Speaking to the Irish Mirror, McSavage, cousin of Ryan Tubridy, said “why should the licence fee pay for fat salaries? We should have a subscription service instead.”
“RTÉ needs to feel fear. I don’t pay the licence fee – there needs to be a revolution,” he said.
“RTÉ needs an electric bolt up their arse to get things moving over there. – I don’t think RTE appreciate the licence fee money because they don’t have to work for it.”
McSavage, who starred in sketch show The Savage Eye between 2009 and 2014 on the broadcaster, has been outspoken in his comments on the licence fee system.
In 2016, McSavage stated he wasn’t paying the fee in protest at the broadcaster’s comedy output, saying at the time “RTÉ didn’t commission my Savage Eye special on 1916 because they were too scared and we might have done something funny.”
“The reason I didn’t pay it is I have genuine concerns as to the use RTÉ makes of taxpayers’ money,” he said.
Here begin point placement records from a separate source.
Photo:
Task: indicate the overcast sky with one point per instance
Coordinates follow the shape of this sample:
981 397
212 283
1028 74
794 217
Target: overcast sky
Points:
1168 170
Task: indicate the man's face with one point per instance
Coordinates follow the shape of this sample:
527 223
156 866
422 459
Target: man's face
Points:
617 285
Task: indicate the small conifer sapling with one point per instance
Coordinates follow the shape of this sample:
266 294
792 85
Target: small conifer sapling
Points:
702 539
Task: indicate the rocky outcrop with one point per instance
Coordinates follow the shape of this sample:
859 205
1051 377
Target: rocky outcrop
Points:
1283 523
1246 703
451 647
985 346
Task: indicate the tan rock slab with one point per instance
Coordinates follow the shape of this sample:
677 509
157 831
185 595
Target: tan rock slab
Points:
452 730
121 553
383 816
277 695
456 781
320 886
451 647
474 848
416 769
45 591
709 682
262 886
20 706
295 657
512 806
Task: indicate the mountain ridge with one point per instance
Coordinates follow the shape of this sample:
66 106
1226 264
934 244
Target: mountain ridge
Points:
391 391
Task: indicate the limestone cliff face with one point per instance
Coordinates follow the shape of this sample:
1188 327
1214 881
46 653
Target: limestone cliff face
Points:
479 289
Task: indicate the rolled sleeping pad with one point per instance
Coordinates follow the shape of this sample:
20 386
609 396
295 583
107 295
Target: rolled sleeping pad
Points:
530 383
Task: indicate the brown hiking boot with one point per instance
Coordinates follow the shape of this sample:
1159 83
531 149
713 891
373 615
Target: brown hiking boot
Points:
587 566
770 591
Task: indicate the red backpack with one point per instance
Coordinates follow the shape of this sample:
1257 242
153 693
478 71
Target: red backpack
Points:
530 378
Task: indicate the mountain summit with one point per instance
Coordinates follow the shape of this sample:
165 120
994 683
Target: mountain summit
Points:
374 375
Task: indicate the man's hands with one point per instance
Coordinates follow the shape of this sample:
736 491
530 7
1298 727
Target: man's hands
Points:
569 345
McSavage was later convicted and fined of not paying his licence fee, and still maintains the same antagonistic relationship towards RTÉ.
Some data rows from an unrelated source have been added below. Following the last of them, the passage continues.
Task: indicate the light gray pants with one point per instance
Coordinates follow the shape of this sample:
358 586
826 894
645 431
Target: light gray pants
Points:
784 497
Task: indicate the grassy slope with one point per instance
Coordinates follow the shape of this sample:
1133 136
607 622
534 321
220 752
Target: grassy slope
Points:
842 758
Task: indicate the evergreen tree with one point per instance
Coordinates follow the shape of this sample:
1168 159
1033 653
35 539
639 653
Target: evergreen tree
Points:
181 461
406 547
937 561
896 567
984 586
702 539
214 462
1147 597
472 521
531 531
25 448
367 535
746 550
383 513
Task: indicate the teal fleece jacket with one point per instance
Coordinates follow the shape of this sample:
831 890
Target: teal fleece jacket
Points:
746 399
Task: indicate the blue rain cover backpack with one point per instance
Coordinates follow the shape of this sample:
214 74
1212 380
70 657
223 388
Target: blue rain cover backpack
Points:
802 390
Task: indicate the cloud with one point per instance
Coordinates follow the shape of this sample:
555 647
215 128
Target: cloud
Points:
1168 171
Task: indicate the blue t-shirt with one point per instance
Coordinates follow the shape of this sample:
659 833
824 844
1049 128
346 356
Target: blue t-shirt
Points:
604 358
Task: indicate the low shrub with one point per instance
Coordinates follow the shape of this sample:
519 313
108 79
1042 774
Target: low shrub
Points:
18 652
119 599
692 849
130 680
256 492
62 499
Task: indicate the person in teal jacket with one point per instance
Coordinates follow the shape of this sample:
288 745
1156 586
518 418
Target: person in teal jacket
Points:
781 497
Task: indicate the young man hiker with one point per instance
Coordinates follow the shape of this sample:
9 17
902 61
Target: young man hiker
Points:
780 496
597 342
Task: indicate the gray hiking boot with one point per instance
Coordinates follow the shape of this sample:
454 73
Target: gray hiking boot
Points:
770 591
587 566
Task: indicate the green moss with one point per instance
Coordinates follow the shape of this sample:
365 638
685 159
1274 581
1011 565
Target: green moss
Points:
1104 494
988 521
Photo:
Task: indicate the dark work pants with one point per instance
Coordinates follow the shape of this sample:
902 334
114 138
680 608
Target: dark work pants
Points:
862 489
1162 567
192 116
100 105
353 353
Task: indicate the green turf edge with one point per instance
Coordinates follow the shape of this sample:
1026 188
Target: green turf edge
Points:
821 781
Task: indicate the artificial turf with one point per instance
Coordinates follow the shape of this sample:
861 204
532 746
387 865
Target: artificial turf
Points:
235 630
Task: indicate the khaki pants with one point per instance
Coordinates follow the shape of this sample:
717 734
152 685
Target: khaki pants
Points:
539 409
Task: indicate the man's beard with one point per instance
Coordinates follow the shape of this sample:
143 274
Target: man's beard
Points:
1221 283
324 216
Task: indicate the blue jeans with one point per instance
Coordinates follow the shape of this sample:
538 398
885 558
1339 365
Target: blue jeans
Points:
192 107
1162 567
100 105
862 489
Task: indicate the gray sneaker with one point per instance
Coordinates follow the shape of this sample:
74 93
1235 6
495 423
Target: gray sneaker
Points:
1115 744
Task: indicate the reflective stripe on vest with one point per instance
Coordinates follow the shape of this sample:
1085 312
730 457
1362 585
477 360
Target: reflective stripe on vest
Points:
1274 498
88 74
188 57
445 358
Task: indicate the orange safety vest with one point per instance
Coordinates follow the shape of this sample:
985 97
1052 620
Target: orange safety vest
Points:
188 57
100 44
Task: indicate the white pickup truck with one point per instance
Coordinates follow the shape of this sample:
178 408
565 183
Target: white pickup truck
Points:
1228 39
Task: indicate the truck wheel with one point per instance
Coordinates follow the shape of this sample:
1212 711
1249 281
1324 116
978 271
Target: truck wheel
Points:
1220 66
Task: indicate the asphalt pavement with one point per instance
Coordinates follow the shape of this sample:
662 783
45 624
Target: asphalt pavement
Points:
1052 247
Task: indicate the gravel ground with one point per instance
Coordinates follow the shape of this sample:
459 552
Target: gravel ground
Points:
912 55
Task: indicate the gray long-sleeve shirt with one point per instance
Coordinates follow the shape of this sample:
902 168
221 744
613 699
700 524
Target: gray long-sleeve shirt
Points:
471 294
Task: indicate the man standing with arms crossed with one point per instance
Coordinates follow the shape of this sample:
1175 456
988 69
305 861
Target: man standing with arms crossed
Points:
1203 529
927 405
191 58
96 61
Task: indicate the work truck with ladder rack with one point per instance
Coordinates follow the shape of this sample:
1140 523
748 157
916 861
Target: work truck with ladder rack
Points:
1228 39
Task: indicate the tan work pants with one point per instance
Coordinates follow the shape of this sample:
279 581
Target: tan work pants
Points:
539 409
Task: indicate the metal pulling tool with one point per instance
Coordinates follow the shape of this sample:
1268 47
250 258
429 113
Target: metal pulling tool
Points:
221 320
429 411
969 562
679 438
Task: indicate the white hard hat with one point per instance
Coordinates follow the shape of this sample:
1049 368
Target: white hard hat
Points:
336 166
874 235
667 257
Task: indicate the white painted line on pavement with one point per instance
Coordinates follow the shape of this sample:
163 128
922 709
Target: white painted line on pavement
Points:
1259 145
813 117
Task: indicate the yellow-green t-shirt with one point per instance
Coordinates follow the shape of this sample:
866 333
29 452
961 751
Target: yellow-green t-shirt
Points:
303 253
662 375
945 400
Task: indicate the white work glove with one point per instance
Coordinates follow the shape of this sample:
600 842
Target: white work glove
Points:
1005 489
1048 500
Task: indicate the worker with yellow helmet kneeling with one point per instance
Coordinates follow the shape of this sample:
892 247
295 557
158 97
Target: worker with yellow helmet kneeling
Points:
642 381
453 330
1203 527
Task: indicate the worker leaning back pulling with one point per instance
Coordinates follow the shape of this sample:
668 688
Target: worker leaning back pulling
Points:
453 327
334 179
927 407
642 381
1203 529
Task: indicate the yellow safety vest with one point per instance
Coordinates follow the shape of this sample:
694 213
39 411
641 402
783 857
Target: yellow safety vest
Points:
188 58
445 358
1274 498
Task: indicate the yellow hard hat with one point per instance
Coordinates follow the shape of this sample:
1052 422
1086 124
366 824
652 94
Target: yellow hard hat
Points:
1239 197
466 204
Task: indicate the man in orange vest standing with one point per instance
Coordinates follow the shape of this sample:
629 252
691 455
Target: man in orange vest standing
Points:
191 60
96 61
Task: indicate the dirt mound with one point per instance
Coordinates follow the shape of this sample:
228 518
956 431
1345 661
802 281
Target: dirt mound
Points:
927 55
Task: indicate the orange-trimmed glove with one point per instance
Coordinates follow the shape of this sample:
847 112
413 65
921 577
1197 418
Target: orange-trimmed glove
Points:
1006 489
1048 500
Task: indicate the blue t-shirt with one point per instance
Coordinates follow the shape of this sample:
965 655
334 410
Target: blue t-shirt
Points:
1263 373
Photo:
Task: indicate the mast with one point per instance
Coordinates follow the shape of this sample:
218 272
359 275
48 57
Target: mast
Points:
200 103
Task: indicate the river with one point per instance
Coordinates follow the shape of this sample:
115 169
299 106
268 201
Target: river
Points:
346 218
“There doesn’t see to be any consequence to failing at RTÉ – it’s like RTÉ is dead and on a life support system.
“F*** this licence fee, let’s do a subscription service if people want RTÉ – that’ll make them competitive.”
When asked about the Tubridy element of the scandal, McSavage said his cousin was “thrown under a bus” but noted “he’s had a very good run and I’m sure he will continue after this to have a very successful career.”
“It’s not like he’s going to be homeless, you know, in a month or something. I think it will blow over.”
The RTÉ scandal has enveloped the broadcaster in an ever-escalating war of words between the NUJ, politicians and members of the public.
A 200-person protest was held outside RTÉ last week by the NUJ, with journalists at the organisation protesting cost-cutting measures that ran concurrent with the payment scandal at RTÉ.